By Stan Friedman
JONESVILLE, VA (April 27, 2012) – Members of West Bay Covenant Church in Traverse City, Michigan, have traveled every year since 1976 to Covenant Mountain Mission Bible Camp (CMMBC) to minister in one of Virginia’s most impoverished areas.
“There’s just such a great need there,” says Woody Hansen, who has participated almost every year and generally organizes the expeditions. “We believe in what they are doing.”
They are not the only church that has made numerous trips and developed strong ties to the camp, which still is unknown to many Covenanters. Salem Covenant Church in Oakland, Nebraska, regularly sends teams. More than 30 students from the Evangelical Covenant Church of Lafayette, Indiana, returned during their spring break to do construction.
Covenant Mountain Mission serves primarily children who live in one of the poorest areas of the state.

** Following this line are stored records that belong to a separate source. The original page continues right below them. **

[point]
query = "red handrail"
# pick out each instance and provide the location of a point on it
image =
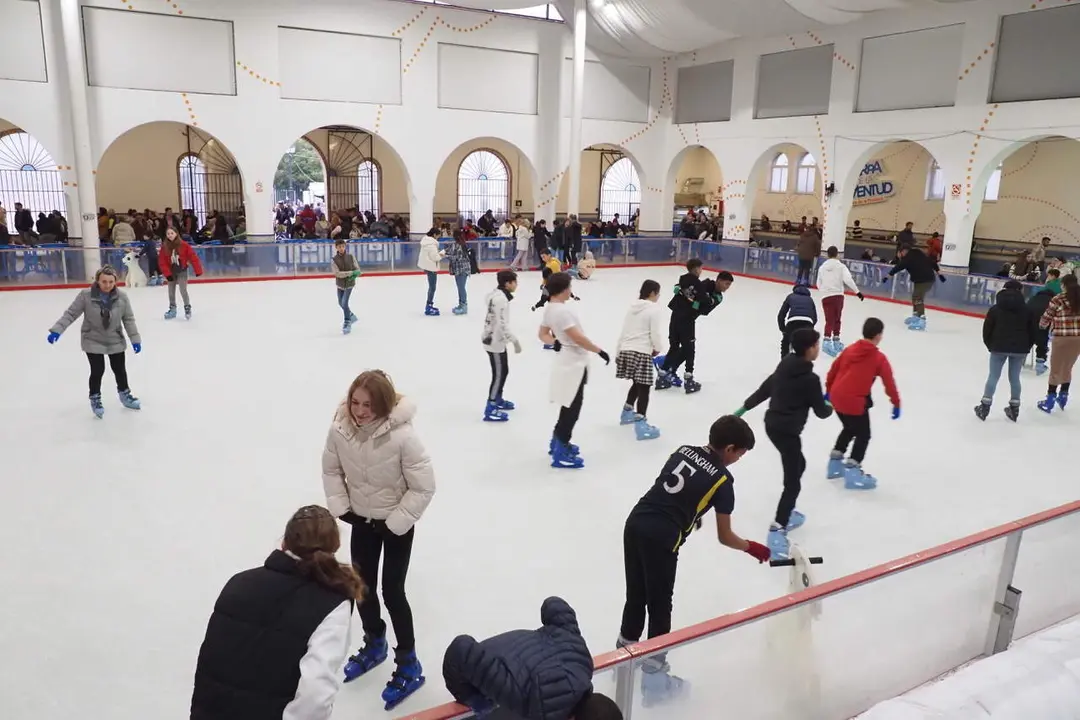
(717, 625)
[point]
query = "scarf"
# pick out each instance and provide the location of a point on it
(105, 300)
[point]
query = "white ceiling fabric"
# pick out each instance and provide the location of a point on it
(661, 27)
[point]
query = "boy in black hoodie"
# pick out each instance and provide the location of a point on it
(793, 390)
(693, 298)
(798, 311)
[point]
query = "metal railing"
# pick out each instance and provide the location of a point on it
(836, 649)
(57, 266)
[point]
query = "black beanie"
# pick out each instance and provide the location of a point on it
(802, 339)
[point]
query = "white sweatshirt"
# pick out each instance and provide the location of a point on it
(832, 276)
(643, 331)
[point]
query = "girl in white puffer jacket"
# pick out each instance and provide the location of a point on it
(378, 478)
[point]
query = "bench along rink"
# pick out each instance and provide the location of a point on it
(122, 531)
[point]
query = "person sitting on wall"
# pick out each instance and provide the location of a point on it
(528, 675)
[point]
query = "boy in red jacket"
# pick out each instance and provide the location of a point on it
(848, 388)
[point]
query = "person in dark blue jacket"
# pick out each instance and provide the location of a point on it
(798, 311)
(528, 675)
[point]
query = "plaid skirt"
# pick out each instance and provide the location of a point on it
(632, 365)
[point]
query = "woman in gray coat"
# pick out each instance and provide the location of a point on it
(106, 314)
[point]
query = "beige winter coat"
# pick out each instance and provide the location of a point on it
(382, 476)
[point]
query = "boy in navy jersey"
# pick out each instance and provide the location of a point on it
(692, 480)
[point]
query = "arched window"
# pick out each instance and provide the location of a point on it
(935, 181)
(620, 190)
(483, 185)
(778, 174)
(28, 176)
(370, 184)
(191, 174)
(808, 170)
(994, 185)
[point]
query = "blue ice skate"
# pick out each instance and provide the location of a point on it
(564, 458)
(95, 405)
(777, 541)
(835, 465)
(493, 413)
(1048, 405)
(373, 654)
(551, 447)
(796, 520)
(130, 401)
(854, 478)
(662, 687)
(644, 430)
(406, 679)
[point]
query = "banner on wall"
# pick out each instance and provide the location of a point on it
(872, 186)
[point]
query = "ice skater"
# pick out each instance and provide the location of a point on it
(797, 312)
(693, 480)
(346, 271)
(1009, 331)
(833, 277)
(496, 337)
(528, 675)
(378, 478)
(921, 269)
(642, 339)
(1063, 318)
(793, 390)
(562, 329)
(848, 389)
(106, 314)
(175, 259)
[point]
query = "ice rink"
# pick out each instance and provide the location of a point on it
(119, 533)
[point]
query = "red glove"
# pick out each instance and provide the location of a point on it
(759, 552)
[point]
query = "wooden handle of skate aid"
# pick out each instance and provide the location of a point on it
(791, 561)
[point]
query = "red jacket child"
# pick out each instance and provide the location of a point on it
(185, 257)
(852, 375)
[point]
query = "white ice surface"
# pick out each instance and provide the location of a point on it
(118, 534)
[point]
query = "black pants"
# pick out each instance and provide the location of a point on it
(639, 394)
(568, 416)
(858, 428)
(682, 339)
(791, 457)
(650, 560)
(500, 368)
(369, 539)
(97, 371)
(785, 341)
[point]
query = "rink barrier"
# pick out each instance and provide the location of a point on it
(967, 634)
(61, 267)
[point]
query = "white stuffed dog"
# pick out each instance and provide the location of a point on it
(135, 276)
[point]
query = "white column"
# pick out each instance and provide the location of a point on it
(577, 100)
(75, 54)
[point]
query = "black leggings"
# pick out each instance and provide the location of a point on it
(500, 368)
(369, 538)
(791, 457)
(97, 371)
(639, 393)
(858, 428)
(568, 416)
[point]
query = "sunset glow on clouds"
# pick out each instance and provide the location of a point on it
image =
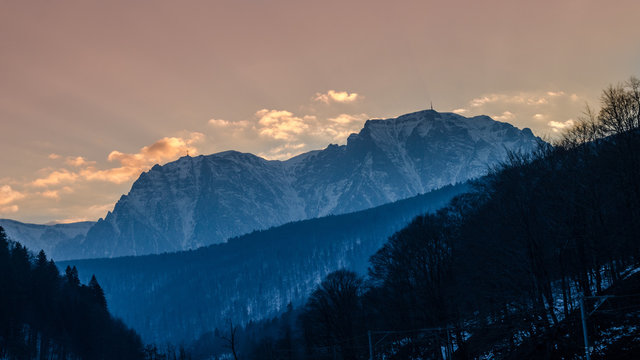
(274, 78)
(333, 96)
(59, 183)
(7, 198)
(527, 109)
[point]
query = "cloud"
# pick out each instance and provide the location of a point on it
(506, 116)
(524, 98)
(78, 161)
(9, 209)
(9, 195)
(342, 97)
(131, 165)
(556, 126)
(283, 152)
(56, 177)
(282, 124)
(51, 194)
(228, 124)
(345, 119)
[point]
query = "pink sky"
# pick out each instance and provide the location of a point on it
(93, 92)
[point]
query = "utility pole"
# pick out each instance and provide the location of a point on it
(584, 329)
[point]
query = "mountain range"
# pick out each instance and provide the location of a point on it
(198, 201)
(203, 200)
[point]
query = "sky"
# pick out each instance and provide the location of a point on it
(92, 93)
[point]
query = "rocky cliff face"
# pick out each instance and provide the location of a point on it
(203, 200)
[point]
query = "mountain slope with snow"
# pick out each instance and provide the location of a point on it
(204, 200)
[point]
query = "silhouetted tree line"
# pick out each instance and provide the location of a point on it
(44, 315)
(502, 263)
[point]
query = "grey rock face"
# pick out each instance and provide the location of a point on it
(204, 200)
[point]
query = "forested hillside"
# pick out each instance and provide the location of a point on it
(47, 316)
(503, 267)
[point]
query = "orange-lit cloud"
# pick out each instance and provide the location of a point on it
(283, 152)
(78, 161)
(56, 177)
(505, 116)
(342, 97)
(131, 165)
(228, 124)
(556, 126)
(7, 197)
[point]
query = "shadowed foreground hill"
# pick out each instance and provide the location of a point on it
(181, 295)
(46, 316)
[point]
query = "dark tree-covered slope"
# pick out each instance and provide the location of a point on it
(179, 296)
(47, 316)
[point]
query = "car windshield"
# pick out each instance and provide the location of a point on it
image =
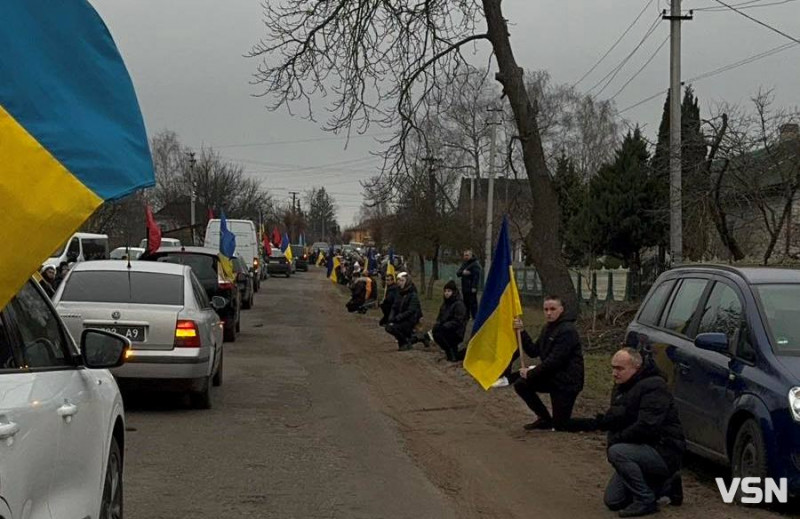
(781, 304)
(146, 288)
(203, 266)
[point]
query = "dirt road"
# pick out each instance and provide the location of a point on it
(320, 416)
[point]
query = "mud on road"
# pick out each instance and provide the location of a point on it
(321, 416)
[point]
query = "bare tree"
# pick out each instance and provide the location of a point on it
(380, 60)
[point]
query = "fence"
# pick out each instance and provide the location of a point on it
(605, 284)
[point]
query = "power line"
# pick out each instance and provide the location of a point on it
(614, 46)
(759, 22)
(652, 57)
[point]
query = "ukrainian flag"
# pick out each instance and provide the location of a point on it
(494, 339)
(71, 132)
(286, 247)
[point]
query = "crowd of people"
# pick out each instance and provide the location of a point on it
(645, 439)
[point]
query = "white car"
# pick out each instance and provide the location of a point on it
(62, 426)
(163, 309)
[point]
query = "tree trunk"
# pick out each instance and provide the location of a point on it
(543, 240)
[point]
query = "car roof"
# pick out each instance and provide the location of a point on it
(752, 275)
(155, 267)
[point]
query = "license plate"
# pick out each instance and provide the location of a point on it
(134, 333)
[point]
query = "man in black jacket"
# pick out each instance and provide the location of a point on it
(560, 372)
(405, 314)
(470, 274)
(645, 438)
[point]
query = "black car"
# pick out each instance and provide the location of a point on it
(300, 258)
(245, 281)
(204, 263)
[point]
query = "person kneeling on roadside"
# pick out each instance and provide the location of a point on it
(645, 438)
(560, 372)
(405, 314)
(451, 323)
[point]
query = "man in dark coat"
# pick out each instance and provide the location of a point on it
(451, 323)
(405, 314)
(560, 372)
(470, 274)
(388, 301)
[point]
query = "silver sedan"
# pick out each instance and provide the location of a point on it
(163, 309)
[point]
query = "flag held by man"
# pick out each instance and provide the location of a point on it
(72, 131)
(494, 339)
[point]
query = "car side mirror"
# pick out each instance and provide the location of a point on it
(103, 350)
(717, 342)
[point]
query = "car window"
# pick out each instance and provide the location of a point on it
(684, 305)
(203, 266)
(43, 341)
(722, 313)
(106, 286)
(651, 311)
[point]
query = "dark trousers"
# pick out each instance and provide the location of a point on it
(471, 302)
(448, 340)
(640, 475)
(403, 332)
(562, 402)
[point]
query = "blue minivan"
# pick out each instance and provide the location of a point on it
(728, 341)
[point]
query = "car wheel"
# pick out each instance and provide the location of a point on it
(749, 452)
(217, 380)
(111, 504)
(202, 399)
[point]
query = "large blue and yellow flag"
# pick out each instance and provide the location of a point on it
(227, 248)
(494, 339)
(286, 247)
(71, 132)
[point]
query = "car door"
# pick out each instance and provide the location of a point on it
(679, 323)
(708, 376)
(69, 395)
(28, 436)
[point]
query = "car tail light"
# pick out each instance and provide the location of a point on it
(186, 334)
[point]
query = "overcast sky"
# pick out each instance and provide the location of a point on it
(185, 57)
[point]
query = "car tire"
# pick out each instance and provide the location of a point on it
(111, 503)
(202, 399)
(217, 380)
(749, 457)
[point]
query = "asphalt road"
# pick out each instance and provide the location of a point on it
(292, 431)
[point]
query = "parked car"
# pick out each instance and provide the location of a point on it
(163, 309)
(62, 425)
(244, 280)
(728, 339)
(204, 263)
(300, 257)
(248, 246)
(278, 264)
(82, 246)
(123, 253)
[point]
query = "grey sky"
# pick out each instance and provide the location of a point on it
(185, 57)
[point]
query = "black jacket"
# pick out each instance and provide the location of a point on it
(643, 411)
(473, 280)
(559, 348)
(407, 309)
(453, 315)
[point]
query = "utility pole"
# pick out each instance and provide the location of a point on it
(490, 191)
(675, 195)
(193, 218)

Its summer camps, especially the day camps, provide a unique opportunity for the campers.
“Families in this area could not afford to attend any other camp,” says Joe Faulkinbury, who along with his wife, Tammy, manage the facility.
More than 35 percent of the population falls below the poverty line, according to government figures. That is far greater than the 10.5 percent across the state.
Fifteen percent of the people in Jonesville live at 50 percent below the poverty level – the figure is 4.9 percent for the rest of the state.
In order to minister to children in the area, camp is offered to many at little or no cost. They never turn away a camper due to a lack of finances. Donations underwrite most of the camping fees.
Covenant Mountain Mission offers separate camps for grades 4-6, 7-8, and senior high. In addition to helping with students at the camp, members of mission teams also have done work in some of the local schools.
Churches who attend have seen the difference made in the campers’ lives. Relationships between the campers and the people who travel to work there frequently continue.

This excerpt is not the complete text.